Relax Amenity Space Rules to Accommodate CSR projects
According to the current land rules of the Maharashtra government, if the area of any building complex is one acre or more, then a certain percentage of the land parcel has to be given up for ( removed open space as those are lungs) amenity space. Often, nothing comes up in these amenity spaces and instead they get turned into slum pockets or garbage dumps. If a large land parcel has a single owner or even a corporate, then this rule could be relaxed to use the space for initiatives serving our national agenda, such as for creating the required infrastructure under the ‘Atmanirbhar Bharat’ initiative.

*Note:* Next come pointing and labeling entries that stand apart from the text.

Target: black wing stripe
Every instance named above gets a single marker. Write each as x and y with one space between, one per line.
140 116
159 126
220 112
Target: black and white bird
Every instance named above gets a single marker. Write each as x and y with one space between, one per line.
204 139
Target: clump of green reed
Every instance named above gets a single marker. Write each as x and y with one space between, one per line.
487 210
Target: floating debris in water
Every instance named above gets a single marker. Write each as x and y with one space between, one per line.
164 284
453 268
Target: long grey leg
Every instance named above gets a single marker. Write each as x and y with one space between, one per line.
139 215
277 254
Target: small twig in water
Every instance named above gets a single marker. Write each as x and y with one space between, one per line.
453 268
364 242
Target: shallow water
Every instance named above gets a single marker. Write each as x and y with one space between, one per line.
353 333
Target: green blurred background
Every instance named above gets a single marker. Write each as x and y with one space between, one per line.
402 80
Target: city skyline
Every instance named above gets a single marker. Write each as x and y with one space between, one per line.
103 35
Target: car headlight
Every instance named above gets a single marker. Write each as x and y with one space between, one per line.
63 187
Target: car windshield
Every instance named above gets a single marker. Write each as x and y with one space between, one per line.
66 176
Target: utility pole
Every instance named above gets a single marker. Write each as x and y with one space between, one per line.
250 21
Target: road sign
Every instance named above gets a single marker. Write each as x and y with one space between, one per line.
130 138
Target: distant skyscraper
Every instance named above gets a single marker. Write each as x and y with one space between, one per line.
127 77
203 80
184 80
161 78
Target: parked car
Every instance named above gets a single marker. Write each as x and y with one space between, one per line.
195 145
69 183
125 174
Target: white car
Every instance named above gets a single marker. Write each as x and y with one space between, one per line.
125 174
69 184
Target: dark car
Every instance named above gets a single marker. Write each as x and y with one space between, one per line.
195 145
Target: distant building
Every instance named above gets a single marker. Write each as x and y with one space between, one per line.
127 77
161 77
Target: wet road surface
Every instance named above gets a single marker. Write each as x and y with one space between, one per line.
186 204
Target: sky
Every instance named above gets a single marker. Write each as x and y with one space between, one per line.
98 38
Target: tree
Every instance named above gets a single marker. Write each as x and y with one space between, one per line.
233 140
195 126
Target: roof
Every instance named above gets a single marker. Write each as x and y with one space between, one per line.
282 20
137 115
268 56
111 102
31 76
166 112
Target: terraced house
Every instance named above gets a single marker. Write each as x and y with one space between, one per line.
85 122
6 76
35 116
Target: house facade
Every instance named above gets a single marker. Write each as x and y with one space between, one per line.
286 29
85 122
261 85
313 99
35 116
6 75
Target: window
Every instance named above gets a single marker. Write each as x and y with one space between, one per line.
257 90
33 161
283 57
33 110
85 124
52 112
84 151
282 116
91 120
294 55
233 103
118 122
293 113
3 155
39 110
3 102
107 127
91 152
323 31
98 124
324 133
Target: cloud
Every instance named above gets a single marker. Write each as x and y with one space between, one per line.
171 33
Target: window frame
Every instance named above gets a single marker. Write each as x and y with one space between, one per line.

As part of corporate CSR, companies holding such large land parcels should be allowed to convert the amenity space into innovation centers, startup incubators – by anyone and not just government incubators – design centers, rapid prototyping centers, plug-and-play labs, etc.
Realign & Permit all education projects under CSR to go online
The COVID-19 pandemic is a perfect opportunity to realign all education-related CSR projects towards online education. The CSR funds could be used for modernizing the IT infrastructure of schools to facilitate education continuity of children through the online medium. This approach will be crucial as children returning to school will remain a distant possibility until a cure or vaccine against the deadly viral infection is discovered.
Corporate Donations in kind should also be allowed as CSR
With steep declines expected in corporate revenues and profits in the post-COVID-19 times, donation of companies in kind, which may include products they manufacture, instead of committed financial investments should also be allowed under CSR contribution. This will not only ensure continued corporate support to social projects but also lead to setting up critical infrastructures, such as healthcare centers, education institutions, etc in rural areas with the best set-ups, technology, and equipment.
Lift the Five Percent Cap on Administration Spend on Corporate CSR
Currently, under the CSR rules for corporates, there is an expenditure limit of 5 percent on capacity building of employees and personnel, which includes administrative overheads. However, with no such limit set for non-government organizations (NGOs) engaged in similar social projects, which run on corporate donations, they can attract the best of talents to helm their program successfully. As a result of this disparity, the project receives fewer funds than envisaged by the corporate, hence this rule needs to be scrapped to make it at par with the NGOs.